3. Mata Gerinda Amplas (Flap Disc)

  • Diameter: 4 inch paling umum
  • Tersedia berbagai grit

Flap disc butuh diameter yang pas supaya tekanan ke permukaan bisa merata dan hasil finishing lebih halus.

4. Mata Gerinda Kawat

  • Diameter bervariasi (4–7 inch)
  • Fokus ke lebar sikat, bukan ketebalan

Ukuran kawat memengaruhi area pembersihan karat atau cat lama.

5. Mata Gerinda Asah

  • Lebih tebal & berat
  • Umumnya dipakai di gerinda duduk

Karena fungsinya mengikis, ukuran dibuat lebih solid agar tidak cepat habis.

Perlu pembahasan lebih detail soal karakter dan kegunaan tiap jenisnya?

Kami sudah membahasnya secara lengkap di artikel Jenis Mata Gerinda & Fungsinya, mulai dari mata potong, amplas, kawat, hingga asah.
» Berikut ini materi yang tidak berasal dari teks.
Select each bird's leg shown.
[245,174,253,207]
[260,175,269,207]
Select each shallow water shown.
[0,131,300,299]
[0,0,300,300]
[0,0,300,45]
Perbedaan Ukuran Mata Gerinda Tangan dan Gerinda Duduk

Gerinda Tangan:

  • Diameter umum: 4 inch
  • Bore: 22.2 mm
  • Fokus ke fleksibilitas & mobilitas

Gerinda Duduk:

  • Diameter lebih besar & tebal
  • Bore menyesuaikan poros mesin
  • Fokus ke stabilitas & presisi

Banyak yang mengira semua mata gerinda bisa dipindah-pindah antar mesin.

Padahal, mata gerinda duduk tidak selalu aman dipasang di gerinda tangan, meskipun diameternya mirip.

Tips Memilih Ukuran Mata Gerinda yang Tepat

Beberapa panduan praktis yang sering kami pakai di lapangan:

  1. Selalu sesuaikan dengan spesifikasi mesin
    Lihat diameter maksimal & RPM yang diizinkan.
  2. Pilih ukuran sesuai material
    Besi tipis ≠ besi tebal ≠ kayu ≠ beton.
  3. Jangan memaksakan ukuran lebih besar
    Mata lebih besar bukan berarti kerja lebih cepat, justru bisa berbahaya.
  4. Perhatikan RPM maksimal mata gerinda
    Ini sering diabaikan, padahal krusial untuk keselamatan.

Mata gerinda yang “pas” itu bukan yang paling besar atau paling tebal, tapi yang paling sesuai dengan pekerjaan dan mesin.

Setelah memahami ukuran dan fungsi masing-masing mata gerinda, langkah selanjutnya tentu memilih produk yang sesuai dengan mesin dan jenis pekerjaan kamu.

Lihat katalog mata gerinda lengkap untuk potong besi, kayu, amplas, hingga gerinda kawat, dengan berbagai ukuran yang umum digunakan di lapangan.

Ukuran Tepat, Kerja Lebih Aman dan Efisien

Memahami ukuran mata gerinda bukan soal hafal angka, tapi soal mengerti alasan di balik ukuran tersebut.

Saat kamu paham kenapa ada 4 inch, kenapa ada ketebalan berbeda, dan kenapa bore itu penting, kamu bakal lebih mudah memilih alat yang aman, awet, dan hasilnya maksimal.

Sebagai prinsip dasar, jangan cuma tanya “ukurannya berapa?”

Tapi tanyakan juga “dipakai buat apa dan di mesin apa?”. Dari situ, keputusan biasanya jadi jauh lebih tepat.